Time running out for
Stewart Bainum’s bid as Tribune sets May 21 vote
Reports of the
Bainum/Wyss breakup cited Hansjörg Wyss's realization that
turning the Chicago Tribune into a national platform would be
too costly
REUTERS |
Time is
rapidly running out for hotel mogul Stewart Bainum to play white
knight for the New York Daily News and other newspapers in the Tribune
empire.
The special
committee overseeing competing bids to buy the publisher have set May 21 as
the date for shareholders to decide who will own the Chicago Tribune, the
Baltimore Sun, the Orlando Sentinel and other Tribune papers.
Hedge fund Alden
Global Capital’s $634
million offer is currently the only fully financed bid on the table.
Over the weekend,
Bainum’s buyout partner, Swiss billionaire Hansjörg Wyss, announced he had pulled
out of their $681 million, $18.50-a-share, proposed deal. That killed
the deal as Wyss had been pledging $505 million of the proposed funding with
Bainum only kicking in $100 million via their Newslight joint venture.
The special
committee considering the takeover on Monday said that Newslight is no longer
the superior bid and Tribune is “no longer negotiating” with it as a result.
Reports of the
Bainum/Wyss breakup cited Wyss’s realization that turning the Chicago Tribune
into a national platform would be too costly — reasoning that’s struck a false
chord with some of the investors eyeing Tribune titles that were expected to be
sold off if by Bainum/Wyss.
The blow comes even
as fellow Tribune shareholder, Mason Slaine, said he would be willing to spend
$100 million to support Bainum’s bid.
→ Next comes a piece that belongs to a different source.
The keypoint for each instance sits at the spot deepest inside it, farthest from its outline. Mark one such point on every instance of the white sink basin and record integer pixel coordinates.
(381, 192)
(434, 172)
The generous offer still leaves Newslight
about $480 million short of the funds it needs to raise to become viable again.
To reach the
necessary votes required to sell the Tribune to Alden shareholders, the hedge
fund must still secure the vote of Dr.
Patrick Soon-Shiong, the owner of the LA Times. Soon-Shiong holds
about 24 percent of the stock of Tribune, which he bought for about $15 a share
in 2015.
Soon-Shiong has not
specifically endorsed the Alden bid, but has said in the past that he would
embrace any proposal that is endorsed by the special committee. Right now, the
only financed deal on the table is the Alden bid.
The imminent takeover by
infamous cost-slashing hedge fund
is likely to send a new round of panic
through newsrooms. Most of the newsrooms are permanently remote as Tribune has
already abolished newsrooms at the Daily News, Hartford Courant, the Orlando
Sentinel, the Allentown Morning Call, and the Capital Gazette among others.
Even as time runs
out, a source close to Bainum said the chairman of Choice Hotels chairman
International is still scrambling to find strategic buyers as well as wealthy
individuals and philanthropic groups. His aim was always to own the Baltimore
Sun and peel off others to interested local buyers, the source said.